Caching layers: ElastiCache patterns that scale, The Cloud Ledger

Our API's p99 latency was 380ms and climbing, and the database CPU graph told the whole story: the same product-catalog query was running thousands of times a second for data that changed maybe once an hour. We reached for ElastiCache, and within a day p99 dropped under 40ms. But getting caching right is less about adding Redis and more about choosing a pattern that survives traffic spikes and stale data.

Here are the ElastiCache patterns I actually use in production, when each applies, and the failure modes that bite you at scale.

Cache-aside is the default, and where it breaks

Cache-aside (lazy loading) is the pattern most teams start with: check the cache, on a miss read the database and populate the cache. It is simple and only caches data that is actually requested.

import redis, json

r = redis.Redis(host="my-cluster.cache.amazonaws.com", port=6379)

def get_product(product_id: str) -> dict:
    key = f"product:{product_id}"
    cached = r.get(key)
    if cached:
        return json.loads(cached)
    product = db.query_product(product_id)   # cache miss: hit the DB
    r.set(key, json.dumps(product), ex=3600) # TTL of 1 hour
    return product

The failure mode is the thundering herd. When a hot key expires, every concurrent request misses simultaneously and stampedes the database, the exact spike you added caching to prevent. Two mitigations:

Add jitter to TTLs so keys do not all expire at the same instant.
Use a short-lived lock so only one request rebuilds the key while others briefly serve stale or wait.

Write-through for read-heavy, correctness-sensitive data

When stale reads are unacceptable (account balances, inventory counts), write-through updates the cache synchronously on every write. Reads are always fresh; writes pay a small latency tax.

Write-through trades write latency for read freshness. Use it when a stale read causes a real problem, not for data where a one-hour-old value is fine.

The trap is caching data that is rarely read. You pay the write cost on every update but get few cache hits in return. Pair write-through with a TTL so cold data eventually evicts itself rather than living in memory forever.

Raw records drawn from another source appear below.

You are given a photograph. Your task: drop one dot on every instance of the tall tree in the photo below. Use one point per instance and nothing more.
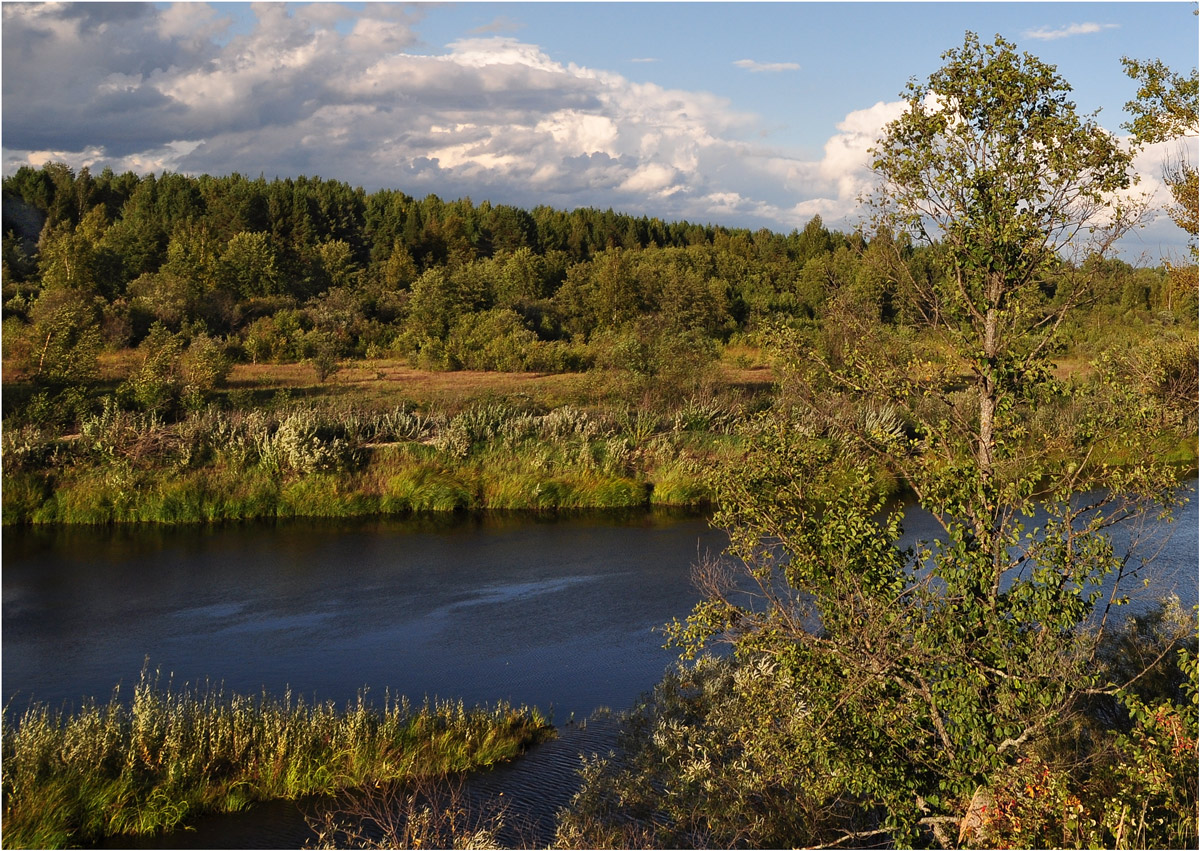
(1164, 109)
(918, 675)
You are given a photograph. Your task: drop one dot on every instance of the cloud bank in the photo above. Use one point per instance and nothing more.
(327, 90)
(354, 95)
(1047, 34)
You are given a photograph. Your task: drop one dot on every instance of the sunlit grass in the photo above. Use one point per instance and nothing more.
(169, 755)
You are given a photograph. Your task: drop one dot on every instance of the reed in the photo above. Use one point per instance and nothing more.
(171, 754)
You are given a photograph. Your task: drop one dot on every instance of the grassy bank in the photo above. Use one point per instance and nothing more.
(169, 755)
(298, 459)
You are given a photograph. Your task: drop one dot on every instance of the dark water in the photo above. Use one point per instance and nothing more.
(556, 613)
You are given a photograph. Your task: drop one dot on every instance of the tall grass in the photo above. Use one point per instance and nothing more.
(298, 461)
(171, 754)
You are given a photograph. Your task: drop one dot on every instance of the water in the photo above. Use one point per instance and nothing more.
(557, 613)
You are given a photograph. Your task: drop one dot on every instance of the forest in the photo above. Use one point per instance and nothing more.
(217, 348)
(151, 315)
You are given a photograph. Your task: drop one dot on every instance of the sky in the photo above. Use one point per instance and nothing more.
(743, 114)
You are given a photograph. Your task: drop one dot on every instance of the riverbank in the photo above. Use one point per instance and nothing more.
(173, 754)
(384, 439)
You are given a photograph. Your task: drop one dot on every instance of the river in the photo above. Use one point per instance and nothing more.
(557, 613)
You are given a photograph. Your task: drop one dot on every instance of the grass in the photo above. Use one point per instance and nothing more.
(169, 755)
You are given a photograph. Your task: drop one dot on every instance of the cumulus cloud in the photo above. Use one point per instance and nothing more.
(769, 67)
(1047, 34)
(354, 95)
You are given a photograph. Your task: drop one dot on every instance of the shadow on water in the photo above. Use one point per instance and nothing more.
(551, 612)
(531, 790)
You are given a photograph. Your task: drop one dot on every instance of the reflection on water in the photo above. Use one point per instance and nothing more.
(550, 613)
(559, 615)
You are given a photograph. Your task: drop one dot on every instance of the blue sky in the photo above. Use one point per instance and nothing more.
(742, 114)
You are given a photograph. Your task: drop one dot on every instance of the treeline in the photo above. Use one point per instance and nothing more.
(312, 269)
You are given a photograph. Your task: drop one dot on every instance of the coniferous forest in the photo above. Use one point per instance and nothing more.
(190, 349)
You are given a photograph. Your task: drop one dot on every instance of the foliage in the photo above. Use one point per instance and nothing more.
(171, 754)
(912, 679)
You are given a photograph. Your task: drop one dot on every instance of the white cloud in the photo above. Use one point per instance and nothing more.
(760, 67)
(1047, 34)
(171, 89)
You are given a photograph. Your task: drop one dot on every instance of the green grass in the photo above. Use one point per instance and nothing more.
(169, 755)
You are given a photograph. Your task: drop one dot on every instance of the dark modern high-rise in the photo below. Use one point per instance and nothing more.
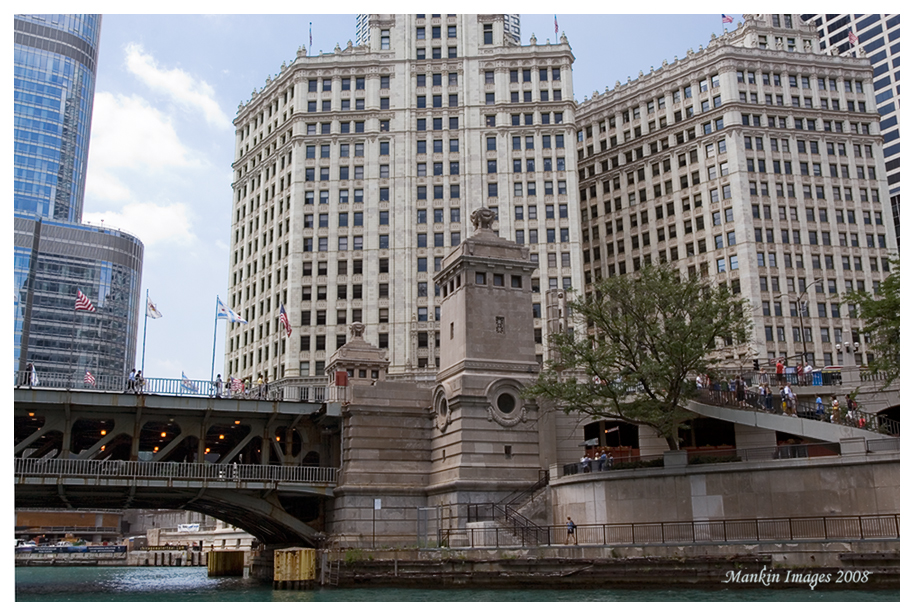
(54, 254)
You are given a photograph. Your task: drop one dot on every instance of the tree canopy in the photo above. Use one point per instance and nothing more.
(647, 335)
(882, 316)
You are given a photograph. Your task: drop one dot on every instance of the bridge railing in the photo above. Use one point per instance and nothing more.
(174, 470)
(182, 387)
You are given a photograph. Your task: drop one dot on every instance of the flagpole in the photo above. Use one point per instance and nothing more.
(215, 322)
(72, 346)
(145, 323)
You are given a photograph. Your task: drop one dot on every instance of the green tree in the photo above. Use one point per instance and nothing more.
(648, 335)
(882, 315)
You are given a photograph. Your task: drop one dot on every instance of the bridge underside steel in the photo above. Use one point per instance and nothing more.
(115, 426)
(262, 438)
(275, 516)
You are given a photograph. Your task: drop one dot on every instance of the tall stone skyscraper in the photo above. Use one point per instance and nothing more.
(356, 172)
(879, 41)
(54, 254)
(756, 162)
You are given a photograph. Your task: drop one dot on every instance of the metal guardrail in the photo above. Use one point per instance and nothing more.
(883, 445)
(825, 528)
(174, 470)
(753, 402)
(713, 456)
(68, 529)
(183, 388)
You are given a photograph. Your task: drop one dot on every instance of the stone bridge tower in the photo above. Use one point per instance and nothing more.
(485, 441)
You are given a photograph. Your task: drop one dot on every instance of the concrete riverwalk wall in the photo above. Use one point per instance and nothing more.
(794, 564)
(865, 484)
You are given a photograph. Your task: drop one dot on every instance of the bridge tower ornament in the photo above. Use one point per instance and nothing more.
(482, 218)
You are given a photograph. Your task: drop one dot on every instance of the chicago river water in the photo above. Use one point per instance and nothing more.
(146, 584)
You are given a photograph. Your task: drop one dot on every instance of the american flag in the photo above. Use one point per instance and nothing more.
(284, 320)
(83, 303)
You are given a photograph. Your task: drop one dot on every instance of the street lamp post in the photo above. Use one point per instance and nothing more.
(800, 313)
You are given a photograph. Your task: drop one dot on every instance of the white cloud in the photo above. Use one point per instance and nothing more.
(180, 86)
(154, 224)
(129, 134)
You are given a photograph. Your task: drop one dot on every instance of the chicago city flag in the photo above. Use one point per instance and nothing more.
(83, 303)
(151, 310)
(224, 312)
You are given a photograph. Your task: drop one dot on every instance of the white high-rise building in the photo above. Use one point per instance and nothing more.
(879, 41)
(356, 172)
(512, 28)
(756, 162)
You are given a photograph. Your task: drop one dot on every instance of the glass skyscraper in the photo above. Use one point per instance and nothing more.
(54, 254)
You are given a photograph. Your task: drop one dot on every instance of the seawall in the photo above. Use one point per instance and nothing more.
(825, 565)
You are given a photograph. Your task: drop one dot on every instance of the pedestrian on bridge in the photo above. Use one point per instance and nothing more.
(571, 528)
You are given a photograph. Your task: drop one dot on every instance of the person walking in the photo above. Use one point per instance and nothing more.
(571, 526)
(791, 399)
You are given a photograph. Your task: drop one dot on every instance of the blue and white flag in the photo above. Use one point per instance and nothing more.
(186, 383)
(224, 312)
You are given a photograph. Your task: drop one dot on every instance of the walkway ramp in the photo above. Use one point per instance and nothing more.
(808, 428)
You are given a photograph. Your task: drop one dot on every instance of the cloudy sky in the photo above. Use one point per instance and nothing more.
(162, 137)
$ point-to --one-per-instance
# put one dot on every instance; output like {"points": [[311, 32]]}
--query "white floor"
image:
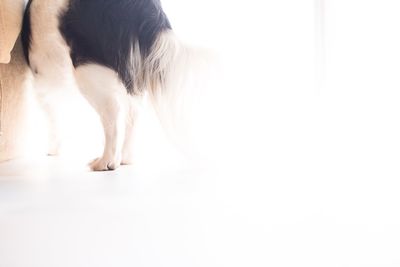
{"points": [[55, 213]]}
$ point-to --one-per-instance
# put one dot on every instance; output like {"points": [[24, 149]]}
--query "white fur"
{"points": [[117, 110], [52, 66], [164, 74]]}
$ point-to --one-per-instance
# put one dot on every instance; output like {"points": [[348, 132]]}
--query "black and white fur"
{"points": [[114, 50]]}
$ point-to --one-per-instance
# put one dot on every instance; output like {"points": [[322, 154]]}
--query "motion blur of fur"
{"points": [[115, 51]]}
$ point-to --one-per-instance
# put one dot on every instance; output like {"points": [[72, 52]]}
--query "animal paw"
{"points": [[104, 164]]}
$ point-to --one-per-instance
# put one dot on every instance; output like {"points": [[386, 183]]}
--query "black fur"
{"points": [[105, 32]]}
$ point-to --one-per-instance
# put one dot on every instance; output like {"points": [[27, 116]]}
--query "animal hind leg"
{"points": [[108, 96]]}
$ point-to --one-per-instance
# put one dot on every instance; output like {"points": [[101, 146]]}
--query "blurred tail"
{"points": [[177, 75]]}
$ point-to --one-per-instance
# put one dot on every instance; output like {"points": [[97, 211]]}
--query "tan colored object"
{"points": [[11, 15], [14, 84]]}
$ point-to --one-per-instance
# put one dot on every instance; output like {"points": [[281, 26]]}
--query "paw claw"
{"points": [[104, 164]]}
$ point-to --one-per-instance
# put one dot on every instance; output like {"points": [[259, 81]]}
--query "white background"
{"points": [[299, 150]]}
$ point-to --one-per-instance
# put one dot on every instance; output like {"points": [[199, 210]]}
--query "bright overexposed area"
{"points": [[290, 154]]}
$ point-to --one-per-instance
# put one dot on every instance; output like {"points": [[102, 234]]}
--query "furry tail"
{"points": [[177, 74]]}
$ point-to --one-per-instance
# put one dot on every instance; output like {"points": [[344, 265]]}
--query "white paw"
{"points": [[104, 164]]}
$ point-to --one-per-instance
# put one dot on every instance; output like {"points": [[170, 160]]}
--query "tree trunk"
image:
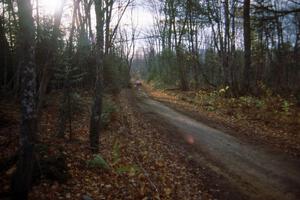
{"points": [[95, 122], [22, 179], [247, 46]]}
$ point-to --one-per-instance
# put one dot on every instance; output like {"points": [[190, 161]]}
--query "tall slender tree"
{"points": [[23, 177], [247, 46], [97, 105]]}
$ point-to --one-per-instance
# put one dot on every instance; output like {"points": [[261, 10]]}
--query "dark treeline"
{"points": [[42, 53], [240, 44]]}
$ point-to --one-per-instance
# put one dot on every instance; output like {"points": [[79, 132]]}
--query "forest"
{"points": [[158, 99]]}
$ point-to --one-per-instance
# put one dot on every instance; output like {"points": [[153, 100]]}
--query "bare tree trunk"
{"points": [[47, 71], [247, 45], [95, 122], [22, 179]]}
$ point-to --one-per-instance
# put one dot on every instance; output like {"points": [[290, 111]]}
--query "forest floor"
{"points": [[268, 121], [142, 159], [145, 157]]}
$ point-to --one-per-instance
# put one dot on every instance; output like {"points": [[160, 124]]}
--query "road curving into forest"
{"points": [[254, 171]]}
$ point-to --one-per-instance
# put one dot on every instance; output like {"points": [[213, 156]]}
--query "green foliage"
{"points": [[98, 162], [286, 106], [116, 153], [108, 108], [162, 69]]}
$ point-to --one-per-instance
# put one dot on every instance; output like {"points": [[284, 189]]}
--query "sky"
{"points": [[138, 15]]}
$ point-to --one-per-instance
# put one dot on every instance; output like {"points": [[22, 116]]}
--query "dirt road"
{"points": [[254, 171]]}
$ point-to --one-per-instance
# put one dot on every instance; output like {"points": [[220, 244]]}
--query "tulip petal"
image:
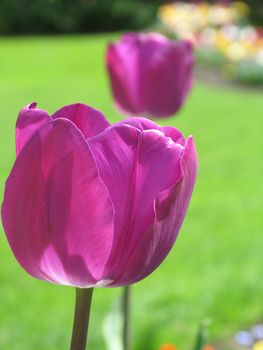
{"points": [[30, 119], [166, 73], [89, 120], [170, 209], [57, 213], [146, 124], [122, 67], [135, 167]]}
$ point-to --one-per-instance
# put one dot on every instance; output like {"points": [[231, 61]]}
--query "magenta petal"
{"points": [[57, 213], [166, 78], [122, 67], [135, 167], [146, 124], [89, 120], [170, 209], [30, 119]]}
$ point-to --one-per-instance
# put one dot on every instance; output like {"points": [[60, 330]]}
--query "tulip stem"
{"points": [[81, 319], [126, 317]]}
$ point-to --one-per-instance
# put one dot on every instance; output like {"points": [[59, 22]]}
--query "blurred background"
{"points": [[52, 52]]}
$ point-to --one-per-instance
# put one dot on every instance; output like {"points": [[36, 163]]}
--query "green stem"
{"points": [[126, 317], [81, 319]]}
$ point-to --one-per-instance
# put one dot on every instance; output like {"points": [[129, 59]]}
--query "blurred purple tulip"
{"points": [[150, 74], [89, 204]]}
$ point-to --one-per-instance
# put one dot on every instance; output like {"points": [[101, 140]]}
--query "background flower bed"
{"points": [[215, 270], [222, 35]]}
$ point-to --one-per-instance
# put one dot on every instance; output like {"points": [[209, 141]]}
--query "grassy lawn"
{"points": [[214, 271]]}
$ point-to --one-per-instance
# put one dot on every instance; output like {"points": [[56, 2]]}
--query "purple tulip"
{"points": [[89, 204], [150, 74]]}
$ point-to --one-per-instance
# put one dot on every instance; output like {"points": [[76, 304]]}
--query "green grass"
{"points": [[215, 269]]}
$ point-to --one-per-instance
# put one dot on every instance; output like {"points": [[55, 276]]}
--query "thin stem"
{"points": [[81, 319], [126, 317]]}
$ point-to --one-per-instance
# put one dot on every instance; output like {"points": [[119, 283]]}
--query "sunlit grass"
{"points": [[215, 269]]}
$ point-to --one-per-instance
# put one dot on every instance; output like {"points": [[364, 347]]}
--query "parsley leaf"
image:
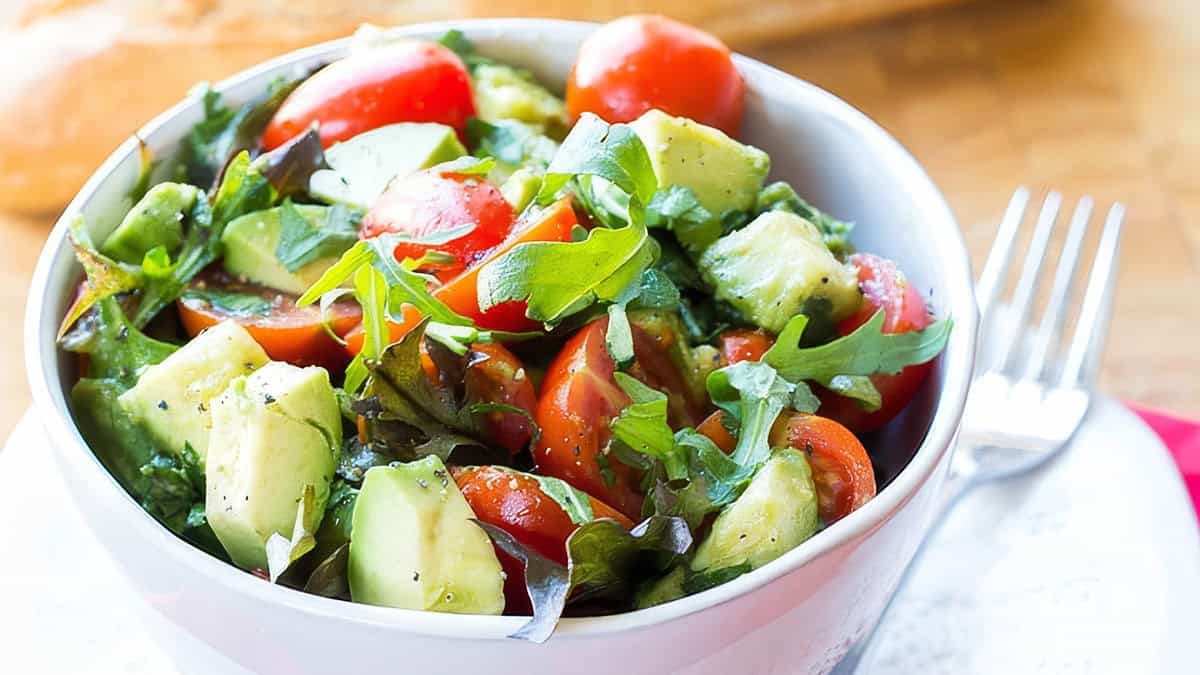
{"points": [[303, 242], [867, 351]]}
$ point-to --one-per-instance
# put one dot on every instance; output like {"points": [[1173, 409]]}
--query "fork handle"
{"points": [[961, 478]]}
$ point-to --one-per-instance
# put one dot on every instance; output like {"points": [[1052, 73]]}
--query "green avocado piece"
{"points": [[275, 434], [156, 220], [503, 93], [415, 547], [172, 399], [777, 513], [363, 166], [520, 189], [724, 174], [250, 243], [771, 268]]}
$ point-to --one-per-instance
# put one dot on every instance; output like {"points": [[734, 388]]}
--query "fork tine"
{"points": [[1001, 255], [1027, 284], [1091, 329], [1063, 281]]}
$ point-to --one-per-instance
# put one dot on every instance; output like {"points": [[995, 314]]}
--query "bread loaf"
{"points": [[81, 76]]}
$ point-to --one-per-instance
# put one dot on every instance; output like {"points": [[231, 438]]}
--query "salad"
{"points": [[413, 330]]}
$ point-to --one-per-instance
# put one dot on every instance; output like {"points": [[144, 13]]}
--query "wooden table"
{"points": [[1096, 96]]}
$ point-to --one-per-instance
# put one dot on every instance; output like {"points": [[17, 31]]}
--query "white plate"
{"points": [[1091, 566]]}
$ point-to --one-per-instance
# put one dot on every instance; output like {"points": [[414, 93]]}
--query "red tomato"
{"points": [[496, 376], [402, 82], [287, 333], [515, 503], [461, 293], [841, 467], [429, 202], [645, 61], [744, 345], [883, 287], [580, 396]]}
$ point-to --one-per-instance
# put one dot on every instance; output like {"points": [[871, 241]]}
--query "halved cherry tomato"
{"points": [[841, 467], [580, 396], [496, 376], [744, 345], [461, 293], [645, 61], [402, 82], [286, 332], [433, 201], [516, 503], [883, 287]]}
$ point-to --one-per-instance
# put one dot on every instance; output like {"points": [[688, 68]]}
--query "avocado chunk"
{"points": [[503, 93], [156, 220], [172, 399], [415, 547], [723, 173], [275, 434], [777, 513], [250, 244], [771, 268], [363, 166], [520, 189]]}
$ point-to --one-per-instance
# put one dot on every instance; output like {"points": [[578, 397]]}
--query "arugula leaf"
{"points": [[783, 197], [303, 242], [229, 302], [676, 208], [867, 351], [613, 153], [603, 561], [558, 279], [643, 426], [106, 276]]}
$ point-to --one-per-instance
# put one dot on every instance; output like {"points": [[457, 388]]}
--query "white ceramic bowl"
{"points": [[798, 614]]}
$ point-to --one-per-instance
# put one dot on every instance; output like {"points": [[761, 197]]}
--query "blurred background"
{"points": [[1096, 96]]}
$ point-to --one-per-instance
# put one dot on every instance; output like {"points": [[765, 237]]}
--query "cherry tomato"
{"points": [[645, 61], [433, 201], [402, 82], [461, 293], [496, 376], [580, 396], [516, 503], [744, 345], [841, 467], [286, 332], [883, 287]]}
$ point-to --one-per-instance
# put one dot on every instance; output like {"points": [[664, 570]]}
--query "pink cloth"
{"points": [[1182, 437]]}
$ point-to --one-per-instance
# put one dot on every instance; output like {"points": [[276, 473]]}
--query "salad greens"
{"points": [[567, 357]]}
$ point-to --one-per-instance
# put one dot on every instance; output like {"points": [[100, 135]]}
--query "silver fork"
{"points": [[1025, 401]]}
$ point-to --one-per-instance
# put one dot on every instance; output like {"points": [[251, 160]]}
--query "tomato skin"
{"points": [[744, 345], [408, 81], [461, 293], [645, 61], [432, 201], [883, 287], [515, 503], [841, 469], [288, 334], [496, 376]]}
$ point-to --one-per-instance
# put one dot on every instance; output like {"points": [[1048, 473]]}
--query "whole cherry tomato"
{"points": [[883, 287], [403, 82], [645, 61]]}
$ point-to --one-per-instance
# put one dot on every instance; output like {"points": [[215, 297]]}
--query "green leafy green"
{"points": [[303, 242], [229, 302], [867, 351], [676, 208], [783, 197]]}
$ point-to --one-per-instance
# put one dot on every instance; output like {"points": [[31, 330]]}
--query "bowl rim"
{"points": [[957, 362]]}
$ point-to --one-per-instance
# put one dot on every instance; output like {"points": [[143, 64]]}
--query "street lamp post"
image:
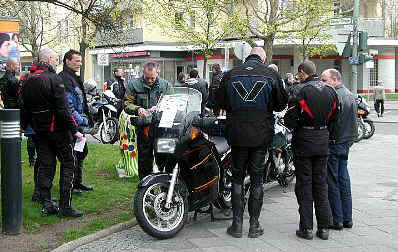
{"points": [[355, 47]]}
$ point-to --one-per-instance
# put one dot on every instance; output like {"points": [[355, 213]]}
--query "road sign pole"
{"points": [[355, 47]]}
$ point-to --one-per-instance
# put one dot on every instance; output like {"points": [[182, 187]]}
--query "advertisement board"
{"points": [[9, 41]]}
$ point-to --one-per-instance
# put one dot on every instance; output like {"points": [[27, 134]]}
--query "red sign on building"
{"points": [[130, 54]]}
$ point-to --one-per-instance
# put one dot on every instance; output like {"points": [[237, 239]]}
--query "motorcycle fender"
{"points": [[111, 108], [155, 178]]}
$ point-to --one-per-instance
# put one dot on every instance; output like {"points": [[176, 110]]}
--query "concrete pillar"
{"points": [[346, 73], [396, 70], [297, 59], [386, 68]]}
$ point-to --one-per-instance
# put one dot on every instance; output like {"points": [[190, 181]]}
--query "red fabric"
{"points": [[305, 107], [334, 106]]}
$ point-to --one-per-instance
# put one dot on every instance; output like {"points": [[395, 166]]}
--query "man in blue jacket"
{"points": [[78, 105]]}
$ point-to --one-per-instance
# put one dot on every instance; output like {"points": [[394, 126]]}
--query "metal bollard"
{"points": [[11, 172]]}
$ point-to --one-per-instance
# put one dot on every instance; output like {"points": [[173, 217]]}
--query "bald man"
{"points": [[10, 86], [250, 93], [45, 108]]}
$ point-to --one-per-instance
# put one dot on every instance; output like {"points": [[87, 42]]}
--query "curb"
{"points": [[96, 236]]}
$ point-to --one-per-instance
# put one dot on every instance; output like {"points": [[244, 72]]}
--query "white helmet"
{"points": [[90, 86]]}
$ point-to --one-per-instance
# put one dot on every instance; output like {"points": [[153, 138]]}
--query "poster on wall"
{"points": [[9, 42]]}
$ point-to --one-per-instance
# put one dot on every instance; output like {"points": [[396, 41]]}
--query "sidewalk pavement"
{"points": [[374, 179]]}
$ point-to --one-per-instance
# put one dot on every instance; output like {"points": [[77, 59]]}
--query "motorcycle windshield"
{"points": [[176, 109]]}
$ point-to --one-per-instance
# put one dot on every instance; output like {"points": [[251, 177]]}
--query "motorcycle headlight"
{"points": [[166, 145]]}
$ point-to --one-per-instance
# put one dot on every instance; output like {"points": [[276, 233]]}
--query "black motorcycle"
{"points": [[104, 113], [194, 166], [366, 127], [280, 166]]}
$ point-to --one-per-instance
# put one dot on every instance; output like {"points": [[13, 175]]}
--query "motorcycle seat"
{"points": [[221, 144]]}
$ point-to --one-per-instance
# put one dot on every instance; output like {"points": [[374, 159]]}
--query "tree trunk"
{"points": [[83, 47], [204, 67], [268, 47]]}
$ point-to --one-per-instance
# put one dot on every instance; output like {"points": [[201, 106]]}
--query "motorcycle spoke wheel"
{"points": [[159, 217]]}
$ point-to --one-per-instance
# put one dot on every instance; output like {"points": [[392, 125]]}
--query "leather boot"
{"points": [[254, 205], [237, 199]]}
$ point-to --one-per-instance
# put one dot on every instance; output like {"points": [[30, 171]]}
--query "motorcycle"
{"points": [[366, 127], [279, 165], [104, 114], [194, 167]]}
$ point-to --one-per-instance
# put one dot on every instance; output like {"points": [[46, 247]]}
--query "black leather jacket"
{"points": [[10, 90], [313, 116], [45, 106], [346, 128], [250, 93], [71, 80]]}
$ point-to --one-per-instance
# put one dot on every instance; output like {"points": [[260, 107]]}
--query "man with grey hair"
{"points": [[45, 109], [339, 185], [142, 95], [312, 114], [9, 85], [250, 93]]}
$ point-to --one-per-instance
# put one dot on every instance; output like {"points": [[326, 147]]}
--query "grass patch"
{"points": [[95, 225], [111, 194]]}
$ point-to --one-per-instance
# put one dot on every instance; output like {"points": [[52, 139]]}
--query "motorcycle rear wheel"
{"points": [[223, 200], [112, 134], [153, 217], [369, 129]]}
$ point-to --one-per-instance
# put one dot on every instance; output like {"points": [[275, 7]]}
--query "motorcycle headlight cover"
{"points": [[166, 145]]}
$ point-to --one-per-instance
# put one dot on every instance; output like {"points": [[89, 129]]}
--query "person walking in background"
{"points": [[379, 98], [339, 185], [77, 101], [312, 115], [214, 85], [250, 93], [45, 108], [199, 84]]}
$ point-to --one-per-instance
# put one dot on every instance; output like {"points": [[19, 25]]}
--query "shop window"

Redis vs Memcached, and cluster mode

ElastiCache offers both engines. The choice is usually straightforward:

Need	Engine
Data structures, sorted sets, pub/sub, persistence, replication	Redis (ElastiCache for Redis / Valkey)
Pure key-value, multi-threaded, simplest possible cache	Memcached

For anything beyond a flat key-value store, I default to Redis. For high availability, enable cluster mode with replicas across AZs and turn on Multi-AZ with automatic failover. A single-node cache is a single point of failure that takes your database down with it when it dies.

resource "aws_elasticache_replication_group" "cache" {
  replication_group_id = "api-cache"
  description          = "Product API cache"
  engine               = "redis"
  node_type            = "cache.r7g.large"
  num_node_groups      = 3        # shards for horizontal scale
  replicas_per_node_group = 1     # one replica per shard
  automatic_failover_enabled = true
  multi_az_enabled           = true
  at_rest_encryption_enabled = true
  transit_encryption_enabled = true
}

What to cache, and what not to

Caching everything is as wrong as caching nothing. My rules:

Cache expensive, frequently-read, slowly-changing data: catalog pages, config, computed aggregates.
Do not cache per-user data with low reuse, or anything where a stale value is a correctness or security problem (permissions, prices at checkout).
Always set a TTL. An unbounded cache fills memory and starts evicting unpredictably; an explicit TTL makes staleness a decision, not an accident.

Sizing and eviction

Pick an eviction policy deliberately. allkeys-lru is right for a pure cache. volatile-lru (evict only keys with a TTL) is right when the instance also holds data you must not lose. Watch the DatabaseMemoryUsagePercentage and Evictions CloudWatch metrics; rising evictions with a high hit rate means you are undersized and should scale up the node type or add shards.

Takeaways

Start with cache-aside, but defend the hot keys with TTL jitter and a rebuild lock to avoid thundering herds.
Use write-through only for correctness-sensitive data where stale reads cause real problems, and still pair it with a TTL.
Default to Redis with cluster mode, cross-AZ replicas, and automatic failover so the cache is not a single point of failure.
Always set a TTL and pick an eviction policy on purpose; watch Evictions to know when to scale.